第6巻 第2章 第5話 「作品公開、そして読者の反応」
「ついに……公開やな」
蒼月トウカは画面を前にして深呼吸した。
ワシの手が少し震えるが、机の上にはヒロインたちが並んで見守っている。
桐生さくらがにこっと笑いながら言った。
「ウチ、ドキドキするわ。読んでくれる人、楽しんでくれるかな」
「大丈夫や。みんなの力で完成したんやしな」
ワシは自分に言い聞かせるように答える。
画面に「公開」ボタンを押す指が触れる。
カチリ――。
同時に通知が飛び交い、SNSや掲示板で感想が次々と流れ始めた。
「すごい……みんな絶賛してるで!」
紫苑がスマホを差し出す。
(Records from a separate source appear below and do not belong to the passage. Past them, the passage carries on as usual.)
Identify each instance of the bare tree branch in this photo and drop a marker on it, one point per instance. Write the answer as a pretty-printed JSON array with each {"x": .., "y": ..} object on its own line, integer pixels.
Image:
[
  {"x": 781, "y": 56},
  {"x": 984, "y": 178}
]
そこには「感動した」「回帰の描写が面白い」「キャラクターが生き生きしてる」とコメントが並んでいる。
伏見美琴は目を輝かせて言った。
「ウチ、こんなに多くの人が読んでくれると思わへんかった」
「これで……報われたんやな」
ワシは胸が熱くなるのを感じた。
九条つばめが笑顔で差し入れのコーヒーを手渡す。
「作品も大ヒットやけど、あなた自身もみんなに愛されてるで」
天音とほのかも、楽しそうに通知画面を眺め、歓声を上げる。
男の娘ユイも冗談めかして言った。
「これでワシも、ちょっとは有名になれるんちゃう?」
「いや、ユイのファンは確実に増えるわな」
笑い声が部屋に広がる。
蒼月トウカは画面のコメント欄を眺めながら、ふと思った。
ワシはこの作品を書いて、ヒロインたちと共に成長してきた。
そして、読者がその努力と物語を心から楽しんでくれている――。
「みんな、ありがとう……そして、これからも書き続けるで」
ワシは静かに決意を固め、ヒロインたちの笑顔を胸に刻んだ。
これが、蒼月トウカと『回帰引き継ぎ』の新たな始まりだった。